If you've ever watched the movie "The Matrix", yesterday felt very similar for me, as I left home just before 7am and sped across Kent to be in Canterbury an hour later. I was due to be interviewed live on Radio Kent, at exactly 8.20 by telephone from the boardroom at Kent Business School on the University campus. The phone would ring precisely two minutes before the interview, and if I wasn't there to pick up, listeners across Kent would know I was late!
The fog was atrocious, as I travelled across the county to Maidstone, up Detling Hill, then down the A2 towards Canterbury. I turned off onto the Canterbury road at five to nine, and got to the edge of the university campus at five past. I broke into a sweat as I turned into the car park, and was duly greeted by someone from Kent Business School, who showed me into the boardroom. Just time to scribble the three or four main points I needed to make, and the phone rang. "Morning Kevin, John will be with you in a moment" said the producer, leaving me to listen to the show over the phone until John Warnett announced the proposed closure of the Canterbury Day Opportunities Centre.

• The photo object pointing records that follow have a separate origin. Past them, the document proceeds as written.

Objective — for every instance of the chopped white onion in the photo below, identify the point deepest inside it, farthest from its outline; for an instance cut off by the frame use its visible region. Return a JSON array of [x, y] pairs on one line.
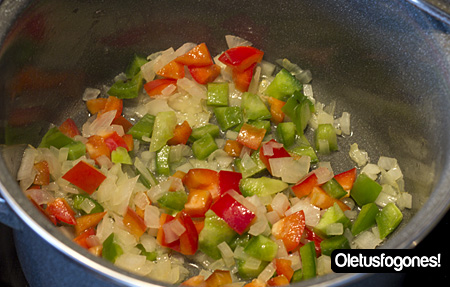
[[324, 265], [387, 163], [359, 156], [335, 229]]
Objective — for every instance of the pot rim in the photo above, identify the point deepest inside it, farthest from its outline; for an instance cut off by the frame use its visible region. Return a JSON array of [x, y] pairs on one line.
[[409, 236]]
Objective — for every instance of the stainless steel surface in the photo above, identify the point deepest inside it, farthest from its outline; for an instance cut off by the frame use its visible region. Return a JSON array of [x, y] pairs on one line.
[[383, 61], [437, 8]]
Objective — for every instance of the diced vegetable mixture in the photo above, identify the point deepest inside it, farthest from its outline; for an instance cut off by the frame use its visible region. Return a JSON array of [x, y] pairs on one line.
[[197, 170]]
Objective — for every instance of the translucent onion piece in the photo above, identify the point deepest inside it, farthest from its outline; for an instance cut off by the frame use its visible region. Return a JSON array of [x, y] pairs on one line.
[[335, 229], [387, 163], [324, 265], [267, 273]]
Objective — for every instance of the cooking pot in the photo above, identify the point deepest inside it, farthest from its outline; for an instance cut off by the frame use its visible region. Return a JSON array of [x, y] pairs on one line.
[[386, 62]]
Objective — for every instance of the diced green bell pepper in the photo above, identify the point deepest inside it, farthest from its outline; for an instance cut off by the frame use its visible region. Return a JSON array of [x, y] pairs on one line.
[[111, 250], [327, 133], [261, 186], [336, 242], [334, 189], [228, 117], [365, 219], [162, 161], [299, 109], [254, 108], [78, 199], [144, 127], [388, 219], [165, 123], [217, 94], [173, 200], [246, 273], [256, 167], [128, 89], [365, 190], [286, 132], [76, 150], [308, 256], [303, 147], [261, 124], [54, 137], [214, 232], [204, 146], [211, 129], [297, 276], [121, 155], [262, 248], [283, 85], [151, 256], [333, 214]]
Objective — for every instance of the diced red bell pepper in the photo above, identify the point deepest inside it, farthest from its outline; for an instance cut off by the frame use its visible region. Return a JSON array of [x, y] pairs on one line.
[[154, 88], [61, 210], [199, 56], [42, 173], [290, 229], [88, 221], [233, 148], [198, 202], [173, 70], [181, 134], [198, 280], [236, 215], [113, 141], [187, 243], [202, 178], [122, 121], [275, 110], [279, 280], [81, 238], [346, 178], [206, 74], [95, 105], [229, 180], [128, 139], [189, 239], [240, 58], [277, 149], [112, 104], [310, 235], [242, 79], [134, 223], [305, 185], [69, 128], [251, 136], [323, 200], [219, 278], [85, 176], [97, 147], [283, 267]]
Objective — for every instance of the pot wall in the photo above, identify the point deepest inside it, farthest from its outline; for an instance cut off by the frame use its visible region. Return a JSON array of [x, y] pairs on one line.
[[383, 61]]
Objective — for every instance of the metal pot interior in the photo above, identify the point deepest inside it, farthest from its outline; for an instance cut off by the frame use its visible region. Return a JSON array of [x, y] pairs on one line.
[[385, 62]]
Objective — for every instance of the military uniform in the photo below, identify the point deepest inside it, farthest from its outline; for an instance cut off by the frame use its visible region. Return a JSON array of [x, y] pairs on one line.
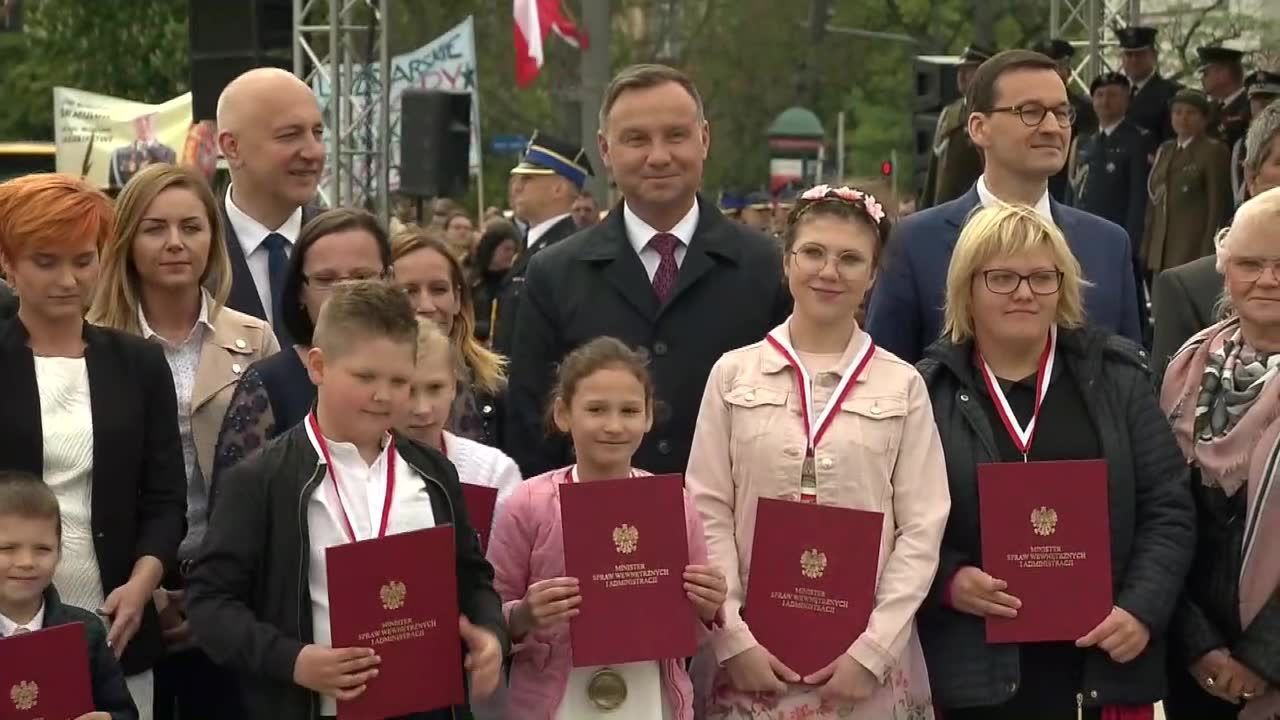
[[1110, 176], [955, 162], [1086, 121], [1148, 106], [1189, 192]]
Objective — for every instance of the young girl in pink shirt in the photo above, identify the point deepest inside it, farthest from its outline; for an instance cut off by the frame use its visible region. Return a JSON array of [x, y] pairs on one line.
[[603, 400]]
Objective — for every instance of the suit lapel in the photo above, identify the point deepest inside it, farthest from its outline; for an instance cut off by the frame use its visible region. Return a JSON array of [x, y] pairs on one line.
[[622, 267], [243, 296]]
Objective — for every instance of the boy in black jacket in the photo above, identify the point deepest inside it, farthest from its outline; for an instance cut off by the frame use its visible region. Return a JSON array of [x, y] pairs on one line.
[[31, 538], [257, 595]]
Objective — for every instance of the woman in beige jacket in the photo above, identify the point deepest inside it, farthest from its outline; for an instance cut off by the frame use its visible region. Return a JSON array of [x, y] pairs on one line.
[[877, 449], [165, 276]]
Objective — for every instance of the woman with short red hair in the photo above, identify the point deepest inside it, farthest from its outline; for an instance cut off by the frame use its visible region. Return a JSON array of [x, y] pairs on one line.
[[92, 411]]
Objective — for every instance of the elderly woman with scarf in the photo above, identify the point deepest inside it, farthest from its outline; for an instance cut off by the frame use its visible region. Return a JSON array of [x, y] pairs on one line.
[[1223, 396]]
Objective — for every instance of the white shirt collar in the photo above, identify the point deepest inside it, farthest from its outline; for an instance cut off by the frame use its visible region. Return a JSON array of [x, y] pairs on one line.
[[988, 199], [8, 627], [538, 231], [640, 232], [202, 320], [251, 233]]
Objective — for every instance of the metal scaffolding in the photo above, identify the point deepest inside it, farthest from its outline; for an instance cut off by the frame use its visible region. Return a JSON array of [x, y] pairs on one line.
[[1087, 24], [334, 45]]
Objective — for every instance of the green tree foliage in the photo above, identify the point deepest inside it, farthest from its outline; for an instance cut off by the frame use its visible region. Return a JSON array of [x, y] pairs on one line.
[[135, 49]]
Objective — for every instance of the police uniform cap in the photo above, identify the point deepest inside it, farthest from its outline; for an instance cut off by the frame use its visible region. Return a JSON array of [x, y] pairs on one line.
[[1136, 37], [547, 155], [1055, 49], [1217, 55], [1193, 98], [1109, 78], [1262, 82]]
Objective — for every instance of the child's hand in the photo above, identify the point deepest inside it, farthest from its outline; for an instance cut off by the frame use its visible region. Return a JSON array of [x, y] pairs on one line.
[[707, 589], [484, 657], [338, 673], [547, 604]]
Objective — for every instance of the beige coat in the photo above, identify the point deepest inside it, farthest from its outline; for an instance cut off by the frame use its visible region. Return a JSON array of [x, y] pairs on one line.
[[1189, 196], [881, 452], [237, 342]]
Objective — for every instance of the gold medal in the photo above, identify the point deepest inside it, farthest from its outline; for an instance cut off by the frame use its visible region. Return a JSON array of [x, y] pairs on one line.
[[607, 689]]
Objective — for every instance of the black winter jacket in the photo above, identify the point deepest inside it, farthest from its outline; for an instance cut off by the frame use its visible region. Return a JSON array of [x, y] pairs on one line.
[[248, 600], [1152, 520]]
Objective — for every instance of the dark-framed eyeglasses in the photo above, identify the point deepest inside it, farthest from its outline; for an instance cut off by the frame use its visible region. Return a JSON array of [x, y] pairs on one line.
[[1006, 282], [329, 282], [812, 259], [1033, 113]]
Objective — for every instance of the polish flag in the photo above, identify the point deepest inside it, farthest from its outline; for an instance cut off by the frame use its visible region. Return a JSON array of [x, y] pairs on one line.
[[534, 19]]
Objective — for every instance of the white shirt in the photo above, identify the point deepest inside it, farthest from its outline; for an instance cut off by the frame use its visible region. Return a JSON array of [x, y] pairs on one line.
[[8, 627], [538, 231], [640, 232], [251, 233], [364, 490], [988, 199]]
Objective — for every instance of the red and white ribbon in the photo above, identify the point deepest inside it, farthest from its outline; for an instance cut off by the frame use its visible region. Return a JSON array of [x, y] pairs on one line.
[[1019, 433]]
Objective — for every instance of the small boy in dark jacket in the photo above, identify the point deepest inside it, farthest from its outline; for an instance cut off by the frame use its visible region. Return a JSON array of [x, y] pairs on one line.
[[31, 538], [259, 592]]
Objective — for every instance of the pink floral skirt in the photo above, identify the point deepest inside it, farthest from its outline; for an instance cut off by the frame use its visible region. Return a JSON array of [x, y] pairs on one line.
[[904, 696]]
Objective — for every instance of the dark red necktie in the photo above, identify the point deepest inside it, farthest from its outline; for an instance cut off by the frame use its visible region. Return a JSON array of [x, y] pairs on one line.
[[664, 279]]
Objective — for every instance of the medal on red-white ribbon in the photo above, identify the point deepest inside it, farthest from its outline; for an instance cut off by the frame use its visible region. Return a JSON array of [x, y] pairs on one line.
[[337, 493], [817, 425], [1019, 433]]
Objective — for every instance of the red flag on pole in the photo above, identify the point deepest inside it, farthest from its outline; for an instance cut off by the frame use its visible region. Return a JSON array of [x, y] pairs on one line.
[[534, 21]]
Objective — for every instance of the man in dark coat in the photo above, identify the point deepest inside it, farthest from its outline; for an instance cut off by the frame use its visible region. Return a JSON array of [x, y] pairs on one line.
[[664, 272], [1086, 121], [905, 310], [1223, 78], [269, 130], [1151, 92], [1184, 299], [955, 163], [543, 188]]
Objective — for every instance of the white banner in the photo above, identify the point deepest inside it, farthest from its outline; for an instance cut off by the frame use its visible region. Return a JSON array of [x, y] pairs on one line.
[[448, 64]]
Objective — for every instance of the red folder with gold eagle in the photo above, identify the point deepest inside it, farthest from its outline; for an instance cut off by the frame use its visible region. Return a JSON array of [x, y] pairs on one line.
[[398, 595], [627, 545], [44, 675], [1046, 531]]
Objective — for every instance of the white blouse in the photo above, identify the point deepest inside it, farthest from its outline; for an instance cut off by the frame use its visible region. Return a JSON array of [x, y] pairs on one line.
[[67, 424]]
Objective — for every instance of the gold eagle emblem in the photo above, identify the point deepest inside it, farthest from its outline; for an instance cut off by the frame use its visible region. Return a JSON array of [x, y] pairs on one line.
[[626, 538], [24, 695], [1043, 520], [393, 595], [813, 563]]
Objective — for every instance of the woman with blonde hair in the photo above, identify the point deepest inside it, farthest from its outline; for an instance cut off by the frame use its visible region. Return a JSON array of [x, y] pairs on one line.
[[1223, 399], [438, 287], [91, 410], [1020, 377], [165, 277]]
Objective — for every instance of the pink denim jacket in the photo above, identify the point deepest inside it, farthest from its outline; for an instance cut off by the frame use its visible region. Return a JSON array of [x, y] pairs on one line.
[[528, 546]]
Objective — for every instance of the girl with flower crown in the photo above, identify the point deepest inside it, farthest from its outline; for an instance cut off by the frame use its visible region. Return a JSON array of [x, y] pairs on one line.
[[816, 413]]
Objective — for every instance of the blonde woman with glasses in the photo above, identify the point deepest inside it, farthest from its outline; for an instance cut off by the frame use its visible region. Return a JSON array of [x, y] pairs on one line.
[[1019, 377]]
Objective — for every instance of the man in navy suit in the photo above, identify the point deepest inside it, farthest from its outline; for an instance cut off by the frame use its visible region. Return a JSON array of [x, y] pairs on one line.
[[270, 132], [1022, 122]]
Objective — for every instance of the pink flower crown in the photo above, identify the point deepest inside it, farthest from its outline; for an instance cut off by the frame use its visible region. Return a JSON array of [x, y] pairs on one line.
[[848, 195]]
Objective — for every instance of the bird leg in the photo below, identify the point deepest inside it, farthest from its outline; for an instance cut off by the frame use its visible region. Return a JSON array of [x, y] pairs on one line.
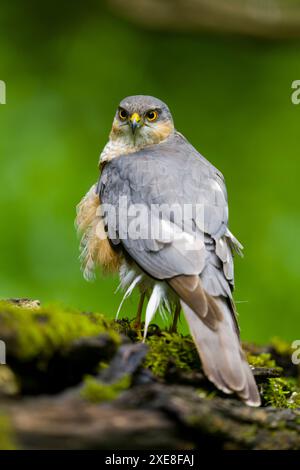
[[138, 318], [173, 328]]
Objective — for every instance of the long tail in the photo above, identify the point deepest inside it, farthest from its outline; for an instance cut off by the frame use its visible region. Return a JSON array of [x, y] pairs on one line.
[[214, 331]]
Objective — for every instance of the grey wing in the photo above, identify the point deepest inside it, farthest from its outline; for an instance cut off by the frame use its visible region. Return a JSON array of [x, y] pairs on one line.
[[172, 174]]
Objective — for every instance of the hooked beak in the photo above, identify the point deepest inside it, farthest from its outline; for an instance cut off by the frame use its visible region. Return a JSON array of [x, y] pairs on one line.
[[135, 122]]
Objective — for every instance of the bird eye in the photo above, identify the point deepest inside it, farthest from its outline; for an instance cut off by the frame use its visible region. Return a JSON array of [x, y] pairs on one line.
[[123, 114], [152, 116]]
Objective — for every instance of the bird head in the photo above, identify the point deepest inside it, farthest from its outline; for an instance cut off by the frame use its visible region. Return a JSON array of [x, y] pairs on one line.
[[141, 120]]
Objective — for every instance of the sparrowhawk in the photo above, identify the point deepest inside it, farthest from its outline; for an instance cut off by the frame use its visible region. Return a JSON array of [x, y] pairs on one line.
[[159, 216]]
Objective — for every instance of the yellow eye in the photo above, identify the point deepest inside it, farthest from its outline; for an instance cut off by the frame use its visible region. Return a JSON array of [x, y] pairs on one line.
[[123, 114], [152, 116]]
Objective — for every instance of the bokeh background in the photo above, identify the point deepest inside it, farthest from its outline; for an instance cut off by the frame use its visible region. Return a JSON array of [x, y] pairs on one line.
[[228, 83]]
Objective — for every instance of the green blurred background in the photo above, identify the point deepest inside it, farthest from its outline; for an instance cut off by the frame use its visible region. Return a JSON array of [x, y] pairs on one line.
[[66, 67]]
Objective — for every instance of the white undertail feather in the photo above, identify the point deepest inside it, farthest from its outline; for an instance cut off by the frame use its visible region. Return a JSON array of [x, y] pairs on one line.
[[221, 354], [153, 304], [129, 291]]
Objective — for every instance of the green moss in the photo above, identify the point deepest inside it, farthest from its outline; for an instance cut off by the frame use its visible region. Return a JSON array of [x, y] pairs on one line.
[[261, 360], [96, 391], [281, 393], [39, 332], [171, 348], [7, 441]]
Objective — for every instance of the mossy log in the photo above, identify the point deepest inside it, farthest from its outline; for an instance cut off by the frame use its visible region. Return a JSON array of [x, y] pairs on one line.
[[77, 381]]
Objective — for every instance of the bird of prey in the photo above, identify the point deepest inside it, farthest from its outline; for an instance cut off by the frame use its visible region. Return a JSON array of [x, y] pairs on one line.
[[179, 258]]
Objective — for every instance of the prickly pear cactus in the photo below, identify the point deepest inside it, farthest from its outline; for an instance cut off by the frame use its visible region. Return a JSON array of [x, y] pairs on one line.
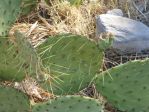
[[12, 100], [17, 59], [72, 61], [11, 65], [9, 10], [128, 88], [28, 53], [69, 104]]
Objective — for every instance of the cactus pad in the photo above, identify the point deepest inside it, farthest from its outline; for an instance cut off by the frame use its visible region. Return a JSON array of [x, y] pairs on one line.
[[17, 59], [128, 88], [72, 61], [9, 10], [12, 100], [69, 104]]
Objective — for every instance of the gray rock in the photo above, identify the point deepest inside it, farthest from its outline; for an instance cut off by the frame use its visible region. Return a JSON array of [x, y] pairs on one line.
[[130, 35], [117, 12]]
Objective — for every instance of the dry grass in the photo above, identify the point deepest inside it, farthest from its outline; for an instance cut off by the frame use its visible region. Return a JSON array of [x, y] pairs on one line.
[[61, 17]]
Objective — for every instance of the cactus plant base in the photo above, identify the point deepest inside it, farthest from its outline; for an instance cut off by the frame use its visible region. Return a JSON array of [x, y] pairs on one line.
[[128, 89], [72, 61]]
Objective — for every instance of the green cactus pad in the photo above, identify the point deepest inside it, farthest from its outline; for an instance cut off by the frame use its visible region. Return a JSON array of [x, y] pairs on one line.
[[128, 88], [72, 61], [17, 59], [9, 10], [11, 65], [12, 100], [69, 104]]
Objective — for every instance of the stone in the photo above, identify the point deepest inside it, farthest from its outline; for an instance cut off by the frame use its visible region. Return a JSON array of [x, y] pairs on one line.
[[117, 12], [130, 36]]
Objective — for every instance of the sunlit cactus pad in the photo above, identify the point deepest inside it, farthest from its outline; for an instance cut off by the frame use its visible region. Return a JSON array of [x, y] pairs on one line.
[[129, 90], [17, 58], [72, 61], [12, 100], [69, 104]]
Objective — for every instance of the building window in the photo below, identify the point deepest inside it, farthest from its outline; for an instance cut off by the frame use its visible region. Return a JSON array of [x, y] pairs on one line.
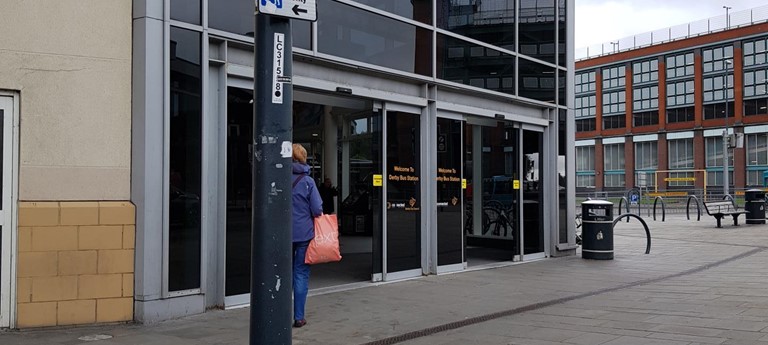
[[680, 93], [613, 165], [645, 98], [586, 125], [185, 161], [680, 158], [614, 102], [684, 114], [645, 71], [714, 89], [714, 58], [757, 158], [585, 166], [614, 121], [646, 162], [715, 100], [755, 52], [756, 92], [680, 66], [585, 106], [614, 77], [585, 82]]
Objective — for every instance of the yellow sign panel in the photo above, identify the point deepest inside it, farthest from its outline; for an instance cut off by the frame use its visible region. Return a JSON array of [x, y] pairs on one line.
[[680, 179], [653, 195]]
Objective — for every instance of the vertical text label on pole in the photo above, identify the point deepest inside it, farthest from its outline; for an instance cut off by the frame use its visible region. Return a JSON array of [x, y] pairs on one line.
[[277, 68]]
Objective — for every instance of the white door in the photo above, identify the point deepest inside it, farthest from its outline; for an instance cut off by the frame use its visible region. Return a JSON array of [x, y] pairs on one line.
[[7, 228]]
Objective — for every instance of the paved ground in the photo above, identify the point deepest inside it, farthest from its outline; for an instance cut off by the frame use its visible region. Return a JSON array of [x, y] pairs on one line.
[[699, 285]]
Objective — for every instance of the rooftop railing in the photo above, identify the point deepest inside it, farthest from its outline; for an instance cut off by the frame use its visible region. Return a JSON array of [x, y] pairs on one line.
[[678, 32]]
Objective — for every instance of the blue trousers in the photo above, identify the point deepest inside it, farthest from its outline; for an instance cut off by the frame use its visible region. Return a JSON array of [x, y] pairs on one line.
[[300, 279]]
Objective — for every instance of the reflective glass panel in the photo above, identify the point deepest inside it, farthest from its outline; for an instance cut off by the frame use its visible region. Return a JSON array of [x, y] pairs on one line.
[[185, 161], [533, 237], [492, 70], [562, 35], [536, 81], [450, 239], [404, 201], [490, 21], [187, 11], [355, 34], [420, 10], [537, 29], [239, 181]]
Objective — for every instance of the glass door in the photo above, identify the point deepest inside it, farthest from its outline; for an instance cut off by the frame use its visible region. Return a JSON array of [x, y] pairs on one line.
[[403, 195], [450, 199], [6, 203], [238, 161], [533, 221]]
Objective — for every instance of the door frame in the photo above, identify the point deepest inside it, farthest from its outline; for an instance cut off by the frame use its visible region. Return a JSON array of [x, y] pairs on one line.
[[445, 114], [521, 128], [9, 217], [424, 222]]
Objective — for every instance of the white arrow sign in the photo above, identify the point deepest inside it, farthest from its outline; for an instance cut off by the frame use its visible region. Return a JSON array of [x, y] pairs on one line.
[[296, 9]]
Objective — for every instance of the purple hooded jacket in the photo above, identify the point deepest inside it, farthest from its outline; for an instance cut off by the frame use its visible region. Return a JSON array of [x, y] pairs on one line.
[[307, 204]]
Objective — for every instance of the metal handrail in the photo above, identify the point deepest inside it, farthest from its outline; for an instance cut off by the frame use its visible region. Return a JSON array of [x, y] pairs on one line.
[[645, 225], [688, 206], [663, 208]]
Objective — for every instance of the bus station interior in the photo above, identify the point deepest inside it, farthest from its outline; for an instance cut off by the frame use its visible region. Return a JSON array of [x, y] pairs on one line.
[[343, 136]]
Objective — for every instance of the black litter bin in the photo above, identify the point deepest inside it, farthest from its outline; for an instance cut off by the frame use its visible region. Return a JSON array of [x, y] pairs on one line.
[[597, 230], [754, 203]]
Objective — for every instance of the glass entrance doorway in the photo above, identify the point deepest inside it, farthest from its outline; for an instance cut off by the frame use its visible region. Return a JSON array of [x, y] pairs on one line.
[[404, 199], [450, 197], [492, 171], [343, 140], [7, 238]]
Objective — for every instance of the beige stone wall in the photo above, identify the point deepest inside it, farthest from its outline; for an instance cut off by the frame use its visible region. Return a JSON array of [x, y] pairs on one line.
[[75, 263], [70, 61]]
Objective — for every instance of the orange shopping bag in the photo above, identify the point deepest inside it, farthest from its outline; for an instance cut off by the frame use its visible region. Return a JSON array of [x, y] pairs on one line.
[[325, 246]]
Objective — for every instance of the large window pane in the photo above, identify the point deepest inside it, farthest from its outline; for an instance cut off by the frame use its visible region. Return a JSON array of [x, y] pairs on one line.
[[236, 16], [184, 161], [490, 21], [470, 64], [355, 34], [188, 10], [420, 10], [536, 81], [537, 29]]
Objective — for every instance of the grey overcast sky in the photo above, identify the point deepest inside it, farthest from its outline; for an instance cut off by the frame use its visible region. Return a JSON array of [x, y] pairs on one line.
[[602, 21]]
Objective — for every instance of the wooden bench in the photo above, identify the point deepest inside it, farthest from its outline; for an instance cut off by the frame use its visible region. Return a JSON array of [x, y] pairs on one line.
[[720, 209]]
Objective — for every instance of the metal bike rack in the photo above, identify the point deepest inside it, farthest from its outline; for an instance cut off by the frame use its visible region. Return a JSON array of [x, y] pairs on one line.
[[647, 232], [663, 208], [624, 201], [688, 207], [729, 197]]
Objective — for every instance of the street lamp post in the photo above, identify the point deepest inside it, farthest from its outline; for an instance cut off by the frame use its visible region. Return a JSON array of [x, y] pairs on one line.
[[726, 181]]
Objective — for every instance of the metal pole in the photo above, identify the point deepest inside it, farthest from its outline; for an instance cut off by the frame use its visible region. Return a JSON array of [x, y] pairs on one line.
[[726, 178], [271, 241]]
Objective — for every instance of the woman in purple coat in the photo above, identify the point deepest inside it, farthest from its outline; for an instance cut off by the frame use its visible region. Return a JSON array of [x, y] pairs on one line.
[[307, 205]]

I was quite content that I'd put across all the points I needed to, and that John has given me a fair hearing. Of more surprise when I got home last night at around 11.30pm and checked my emails was a particularly biased, spiteful, personally insulting message referring to the interview.
Was the writer affronted by our plans to close the Day Centre? Were they morally assaulted at our treatment of adults with disablities?
No. They were aggrieved that my vision of choice, freedom and opportunity for disabled people seemed to be along similar lines to that of the Labour government, and that this might cost Conservative votes at the next election. How very, very sad.